Silent parks. Designing for disabilities. Human-powered data. Garbage anthropology. World-class footpaths. Floating favelas. Paint as infrastructure. These are the keys to the cities of the future, according to the most recent TED conference, City 2.0.
Last year, for the first time, the TED Prize went to an idea — the future of the city — and a million dollars was divvied up among 10 grantees all over the world. Last week was the first-ever TED City 2.0 conference, featuring several of those grantees plus many other urban leaders discussing their ideas for the future of the city.
In many ways it was a typical TED event: There were 24 speakers broken into four clusters, each loosely organised around a theme. The speakers came from incredibly diverse backgrounds, and additionally, over 130 groups around the world livestreamed the conference as part of their own TEDxCity2.0 events, which made it feel like a truly global conversation. (You can watch the entire day of talks online or read the liveblog.)
But what struck me as I sat in the audience was how many of the ideas were so simple. These were big ideas, yes, but they centred around the most elemental concepts, each attempting not to dramatically transform the way we live, but to encourage more human interaction between us. Here are seven of the brightest urban futures I saw at TED City 2.0.
As more humans crowd our cities, the idea of quiet will be a commodity, posited musician and artist Jason Sweeney. His project, Stereopublic: Crowdsourcing the Quiet, helps citizens to find quiet, contemplative places in their cities. By downloading his app, you can map a quiet space, record audio, and request compositions from artists to illustrate these silent places. One can imagine volume-mandated public spaces offering respite from our busy lives.
Designing for disabilities
One of the most powerful presentations came from Chris Downey, an architect who lost his sight. From crosswalks to signage, our cities need to be designed for people of all abilities, not only for the people we traditionally think of as disabled, but also for children and the elderly — which is especially important as we live longer and urban populations age. I especially loved Downey’s closing sentiment: We all have disabilities, some of us just haven’t discovered them yet.
Code for America is well-known for recruiting designers and developers to solve urban problems with brilliant tech solutions. But in Honolulu the biggest challenge was the city’s own website — hundreds of pages featuring the typical bureaucratic wall of text. Developers created Honolulu Answers, one of the most fascinating projects discussed by Code for America’s Catherine Bracy, a separate portal which could easily and plainly answer the site’s most frequent requests. However, since the site had to generate real answers for basic city questions, someone had to write them — so Honolulu held a “write-a-thon” where local citizens could author and edit the questions. The data was actually populated by real people, who even got credit for the answers they wrote.

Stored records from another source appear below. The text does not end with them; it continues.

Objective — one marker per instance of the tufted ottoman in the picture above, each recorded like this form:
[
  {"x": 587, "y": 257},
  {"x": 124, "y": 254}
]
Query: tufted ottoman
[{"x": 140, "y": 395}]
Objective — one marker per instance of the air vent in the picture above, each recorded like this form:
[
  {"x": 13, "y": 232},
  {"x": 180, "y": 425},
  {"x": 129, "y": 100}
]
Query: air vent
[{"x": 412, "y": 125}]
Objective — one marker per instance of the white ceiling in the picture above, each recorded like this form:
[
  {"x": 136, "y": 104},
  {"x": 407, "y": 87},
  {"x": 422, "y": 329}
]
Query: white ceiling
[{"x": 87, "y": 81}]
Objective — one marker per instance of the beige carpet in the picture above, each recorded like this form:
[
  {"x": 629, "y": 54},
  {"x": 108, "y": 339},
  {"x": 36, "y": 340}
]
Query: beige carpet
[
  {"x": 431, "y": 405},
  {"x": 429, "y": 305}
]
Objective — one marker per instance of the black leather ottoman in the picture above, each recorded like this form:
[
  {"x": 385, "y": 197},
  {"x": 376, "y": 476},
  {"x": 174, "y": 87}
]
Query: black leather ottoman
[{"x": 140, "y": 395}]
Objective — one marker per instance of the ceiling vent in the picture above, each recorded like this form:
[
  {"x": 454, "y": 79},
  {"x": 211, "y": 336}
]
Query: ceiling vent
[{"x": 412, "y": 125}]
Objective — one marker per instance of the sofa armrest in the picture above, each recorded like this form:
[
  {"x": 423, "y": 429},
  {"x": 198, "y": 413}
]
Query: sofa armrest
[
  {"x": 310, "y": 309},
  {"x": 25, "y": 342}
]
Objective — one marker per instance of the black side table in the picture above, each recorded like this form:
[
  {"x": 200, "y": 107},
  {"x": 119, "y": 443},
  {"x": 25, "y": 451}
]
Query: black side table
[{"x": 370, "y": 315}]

In her book Picking Up: On the Street and Behind the Trucks with the Sanitation Workers of New York City, Robin Nagle gives incredible insight into the hulking yet invisible systems that clear our curbs daily. As the anthropologist-in-residence for the city’s Department of Sanitation, she looks at not only what we discard, but where it actually goes. Nagle strives to give a face to those sanitation workers who have some of the most dangerous jobs in the city yet are not seen as civic heroes like firefighters or policemen. We spend so much time wringing our hands about consumerism but very little time examining the culture of waste it produces. Every city needs a garbage anthropologist to help us remember what happens when we throw it all away.
Many of the event’s speakers focused on transportation, but the most powerful points came from walkability expert Jeff Speck and former Bogotá mayor Enrique Peñalosa. Both spoke of a radical idea — to make pedestrians the true first-class citizens in our cities for both financial and social reasons. Peñalosa showed an exceptionally powerful image of a new bike and pedestrian path in Bogotá alongside a road for cars: The cyclists and walkers were given a pristine ribbon of pavement, while the cars were forced to rumble along on a dirt road. What an easy way to encourage people to walk.
We see photos of slums in distant cities and think of them as urban exceptions. In reality, these slums are the norm — statistically, these sprawling, high-density conurbations are where most of the world’s population lives. But the limited resources of these communities are also what inspire some of the most striking examples of design innovation and material reuse, like the Makoko Floating School in the lagoon of Lagos, Nigeria. Photographer Iwan Baan normally flies around the world photographing shiny new buildings, but his images of the floating school suggest that this structure and other marginalised social spaces are not only photogenic, they are worthy of our global attention. Hopefully designers, architects and planners are looking at these new solutions for living.
Paint as infrastructure
New York City transportation commissioner Janette Sadik-Khan spoke about the dramatic transformations happening on the city’s streets, parks and plazas. These changes have not only aesthetically improved the city but brought booming business and increased revenues to local merchants. In most cases, the changes take place on the streets themselves, with little more than a few cans of paint to delineate where the cars and bikes and buses should go. Cities spend so much time and money carving out public spaces — it turns out all most cities really need is a little green paint.